ソフトバンクホークスでは絶対的なリードオフマンに君臨しながらも2011年のオフ、FA宣言して「イチローさんと同じチームでプレーすることだけを希望しています」とマリナーズを逆指名。ソフトバンクの慰留を振り切って、マリナーズ入団にこぎつけた。しかしサインを交わしたのはマイナー契約。ソフトバンクに残留していれば推定年俸3億円の好条件でレギュラーの座も確約されていたが、川崎は夢を追い求めてあえてイバラの道を選んだ。
「もともとメジャー志向が高かった川崎を早くから調査するメジャー球団はマリナーズを含めて複数あったが、その評価は決して高くなかった。『内野手のバックアップならばマイナー契約で獲得を検討してもいい』というのが、リストアップしたマリナーズなどの各球団の答えだった」(メジャー関係者)

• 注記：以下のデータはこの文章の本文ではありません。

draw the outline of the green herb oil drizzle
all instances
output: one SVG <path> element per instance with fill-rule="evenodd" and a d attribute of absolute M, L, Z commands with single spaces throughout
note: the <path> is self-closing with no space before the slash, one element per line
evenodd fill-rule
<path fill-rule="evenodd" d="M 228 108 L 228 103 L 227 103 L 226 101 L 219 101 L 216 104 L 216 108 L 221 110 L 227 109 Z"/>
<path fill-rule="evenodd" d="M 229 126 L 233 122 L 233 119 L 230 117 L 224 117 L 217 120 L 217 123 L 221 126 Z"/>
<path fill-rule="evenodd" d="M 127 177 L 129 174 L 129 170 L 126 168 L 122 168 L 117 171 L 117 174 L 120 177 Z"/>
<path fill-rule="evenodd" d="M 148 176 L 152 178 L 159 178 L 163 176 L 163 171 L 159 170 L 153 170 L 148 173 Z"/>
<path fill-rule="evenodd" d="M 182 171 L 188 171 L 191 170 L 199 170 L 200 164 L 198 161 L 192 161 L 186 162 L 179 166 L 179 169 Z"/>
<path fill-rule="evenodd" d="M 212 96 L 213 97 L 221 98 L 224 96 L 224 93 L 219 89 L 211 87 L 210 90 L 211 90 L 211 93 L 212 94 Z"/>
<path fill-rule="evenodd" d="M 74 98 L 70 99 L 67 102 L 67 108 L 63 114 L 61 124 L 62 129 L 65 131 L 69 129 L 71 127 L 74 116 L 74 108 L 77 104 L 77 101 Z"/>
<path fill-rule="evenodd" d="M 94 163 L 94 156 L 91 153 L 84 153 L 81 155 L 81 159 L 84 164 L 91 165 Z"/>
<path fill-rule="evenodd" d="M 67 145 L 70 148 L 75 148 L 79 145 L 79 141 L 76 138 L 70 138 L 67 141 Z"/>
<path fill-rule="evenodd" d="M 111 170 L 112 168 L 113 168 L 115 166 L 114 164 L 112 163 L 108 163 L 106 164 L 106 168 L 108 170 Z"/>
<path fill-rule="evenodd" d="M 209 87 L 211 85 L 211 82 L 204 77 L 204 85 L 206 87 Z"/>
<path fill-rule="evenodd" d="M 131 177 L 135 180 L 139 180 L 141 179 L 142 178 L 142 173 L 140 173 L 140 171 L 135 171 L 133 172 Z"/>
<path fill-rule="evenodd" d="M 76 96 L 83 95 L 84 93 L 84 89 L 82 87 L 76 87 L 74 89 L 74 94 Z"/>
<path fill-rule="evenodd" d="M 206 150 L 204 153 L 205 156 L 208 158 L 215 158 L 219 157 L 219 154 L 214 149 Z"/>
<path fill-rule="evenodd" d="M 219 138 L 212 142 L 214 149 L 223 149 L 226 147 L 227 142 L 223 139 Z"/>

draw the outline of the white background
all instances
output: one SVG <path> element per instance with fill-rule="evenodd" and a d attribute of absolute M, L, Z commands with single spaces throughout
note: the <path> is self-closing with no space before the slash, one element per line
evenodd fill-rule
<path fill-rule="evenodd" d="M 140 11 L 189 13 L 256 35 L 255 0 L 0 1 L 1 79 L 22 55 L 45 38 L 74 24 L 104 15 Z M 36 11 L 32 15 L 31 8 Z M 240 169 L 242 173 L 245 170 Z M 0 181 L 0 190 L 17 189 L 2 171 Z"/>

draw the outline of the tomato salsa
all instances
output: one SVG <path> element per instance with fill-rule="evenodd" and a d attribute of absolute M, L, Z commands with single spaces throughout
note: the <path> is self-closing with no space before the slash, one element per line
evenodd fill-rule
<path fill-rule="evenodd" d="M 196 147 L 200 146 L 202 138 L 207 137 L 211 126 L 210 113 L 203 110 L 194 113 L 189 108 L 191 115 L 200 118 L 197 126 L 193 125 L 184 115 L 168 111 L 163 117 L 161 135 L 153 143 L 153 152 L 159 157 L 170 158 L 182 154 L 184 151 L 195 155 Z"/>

控えの内野手に好条件を提示するメジャーの球団はない。控え野手の年俸相場は高くても150万ドル(約1億5000万円)。メジャーに昇格できなければ最低保障の40万ドル(約4000万円)にも満たない。立場が保障されない以上、どの球団でプレーしても同じ。川崎は代理人に「控えでしかオファーがないのならば、いっそのこと憧れのイチローさんと一緒にプレーしたい。マイナーで構わないからマリナーズと話をまとめてほしい」と伝えた。
日本のトッププレーヤーだった男が、こんな低い条件を提示されて首を縦に振るわけがない。おそらく、そう思っていたのだろう。驚いた代理人は「マイナー契約で本当にいいのか」と何度も再確認を求め、ソフトバンク残留も視野に入れるように促した。
だが、それでも川崎の決意は変わらない。「(ソフトバンクに)残留すれば、確かにラクかもしれない。でも、もっともっと苦しんであがいて、ゼロより下、マイナスの位置からはい上がってみたい。人間はあがかなくなって、ラクしようとしたら終わり。『メジャー』という上の世界があるならば、そこに昇格してとことん上を目指したい。そして、もっと成長したい」と強い口調で言い放ったという。